How to Use Data Lakes in Manufacturing

Sep 29

Industry 4.0 Revolution has been going for over 11 years. We’ve gone from a time when manufacturing companies barely recognized the usefulness of Process Historians—to now, when Industry 4.0 talking heads all over the world have delivered their hot takes on the movement.

An Industry 4.0 concept that gets a lot of attention is data lakes. The focus on Industry 4.0, digitalization, digital transformation, IT/OT convergence, etc. speak of data lakes as if they are the greatest thing to happen to manufacturing since the advent of the PLC.

At Corso Systems, we believe there can be value in data lakes for manufacturing operations. But, we also want to de-mystify the term, explain when it is perfect tool for the job, and when you might be better off with a different solution.

What is a Data Lake?

Example of a data lake architecture with databases, reports, dashboards, data transformation, data science, and machine learning as integrations above the overall data lake.

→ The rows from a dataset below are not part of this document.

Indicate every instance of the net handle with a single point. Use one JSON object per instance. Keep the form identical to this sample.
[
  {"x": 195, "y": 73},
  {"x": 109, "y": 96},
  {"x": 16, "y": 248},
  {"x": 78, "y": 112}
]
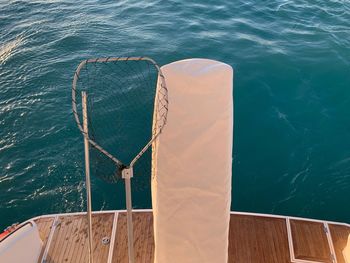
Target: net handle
[{"x": 74, "y": 103}]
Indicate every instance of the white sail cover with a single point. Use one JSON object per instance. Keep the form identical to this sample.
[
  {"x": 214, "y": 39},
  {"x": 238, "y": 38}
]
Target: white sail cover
[{"x": 191, "y": 166}]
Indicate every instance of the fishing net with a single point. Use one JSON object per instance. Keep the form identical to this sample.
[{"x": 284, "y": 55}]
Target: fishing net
[{"x": 123, "y": 94}]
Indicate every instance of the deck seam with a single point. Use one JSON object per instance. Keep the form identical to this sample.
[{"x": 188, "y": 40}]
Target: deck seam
[
  {"x": 48, "y": 243},
  {"x": 114, "y": 231}
]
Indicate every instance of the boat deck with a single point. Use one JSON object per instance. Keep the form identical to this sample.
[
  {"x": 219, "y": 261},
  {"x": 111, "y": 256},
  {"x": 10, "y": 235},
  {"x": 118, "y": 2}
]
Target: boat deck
[{"x": 253, "y": 238}]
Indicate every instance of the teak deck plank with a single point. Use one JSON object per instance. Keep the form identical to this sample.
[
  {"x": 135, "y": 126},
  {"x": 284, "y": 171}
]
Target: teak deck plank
[
  {"x": 70, "y": 240},
  {"x": 44, "y": 225},
  {"x": 143, "y": 238},
  {"x": 258, "y": 240},
  {"x": 252, "y": 239},
  {"x": 310, "y": 241},
  {"x": 340, "y": 236}
]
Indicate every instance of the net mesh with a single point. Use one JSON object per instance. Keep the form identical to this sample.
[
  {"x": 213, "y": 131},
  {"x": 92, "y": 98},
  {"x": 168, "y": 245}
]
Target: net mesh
[{"x": 122, "y": 95}]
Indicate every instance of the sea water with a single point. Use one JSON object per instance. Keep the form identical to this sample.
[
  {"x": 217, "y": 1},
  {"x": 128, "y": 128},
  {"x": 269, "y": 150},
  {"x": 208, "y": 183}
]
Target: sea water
[{"x": 291, "y": 90}]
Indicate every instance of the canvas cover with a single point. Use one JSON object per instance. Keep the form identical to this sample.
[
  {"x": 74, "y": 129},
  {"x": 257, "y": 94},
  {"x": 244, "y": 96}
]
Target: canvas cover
[{"x": 191, "y": 164}]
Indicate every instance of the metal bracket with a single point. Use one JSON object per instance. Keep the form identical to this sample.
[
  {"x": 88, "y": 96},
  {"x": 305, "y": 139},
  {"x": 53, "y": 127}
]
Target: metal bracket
[{"x": 127, "y": 173}]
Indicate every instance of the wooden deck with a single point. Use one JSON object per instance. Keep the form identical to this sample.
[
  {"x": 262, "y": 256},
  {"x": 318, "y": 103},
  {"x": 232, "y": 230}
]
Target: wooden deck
[{"x": 252, "y": 239}]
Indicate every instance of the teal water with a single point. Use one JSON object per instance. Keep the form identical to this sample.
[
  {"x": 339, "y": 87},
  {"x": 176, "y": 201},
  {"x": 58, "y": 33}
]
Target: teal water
[{"x": 292, "y": 97}]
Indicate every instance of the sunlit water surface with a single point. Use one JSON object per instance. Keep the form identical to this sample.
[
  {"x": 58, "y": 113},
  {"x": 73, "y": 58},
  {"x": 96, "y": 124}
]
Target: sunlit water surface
[{"x": 292, "y": 97}]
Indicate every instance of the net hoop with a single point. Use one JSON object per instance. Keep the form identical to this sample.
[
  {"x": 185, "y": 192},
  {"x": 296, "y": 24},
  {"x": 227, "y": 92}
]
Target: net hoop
[{"x": 156, "y": 132}]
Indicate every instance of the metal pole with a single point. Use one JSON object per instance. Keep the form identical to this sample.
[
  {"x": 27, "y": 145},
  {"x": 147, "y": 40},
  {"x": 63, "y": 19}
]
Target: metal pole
[
  {"x": 87, "y": 173},
  {"x": 127, "y": 175}
]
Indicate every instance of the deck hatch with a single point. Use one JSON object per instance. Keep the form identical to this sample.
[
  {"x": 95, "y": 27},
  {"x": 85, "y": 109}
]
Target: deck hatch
[{"x": 310, "y": 242}]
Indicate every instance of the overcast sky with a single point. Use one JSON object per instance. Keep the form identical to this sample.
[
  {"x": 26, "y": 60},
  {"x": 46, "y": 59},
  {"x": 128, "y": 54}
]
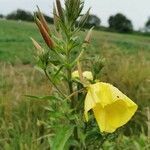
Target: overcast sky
[{"x": 136, "y": 10}]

Basically, a data lake is a very large scale data store that does not impose a schema on the data it stores. A data lake is somewhat conceptually similar to a database, but it’s more like Dropbox/Google Drive/Sharepoint/etc. You can store files, raw data, time series data, work orders, maintenance data, customer orders, ERP information (and just about anything else you could ever want or need for your business) in a single place.

Unlike a typical SQL database, there’s no requirement for creating a schema beforehand in a data lake. So, if you suddenly need to add some fields to a form, or create an entire a new system, you can capture data in a data lake without needing to configure anything new. Simply connect the pipe to the data lake and data can start flowing.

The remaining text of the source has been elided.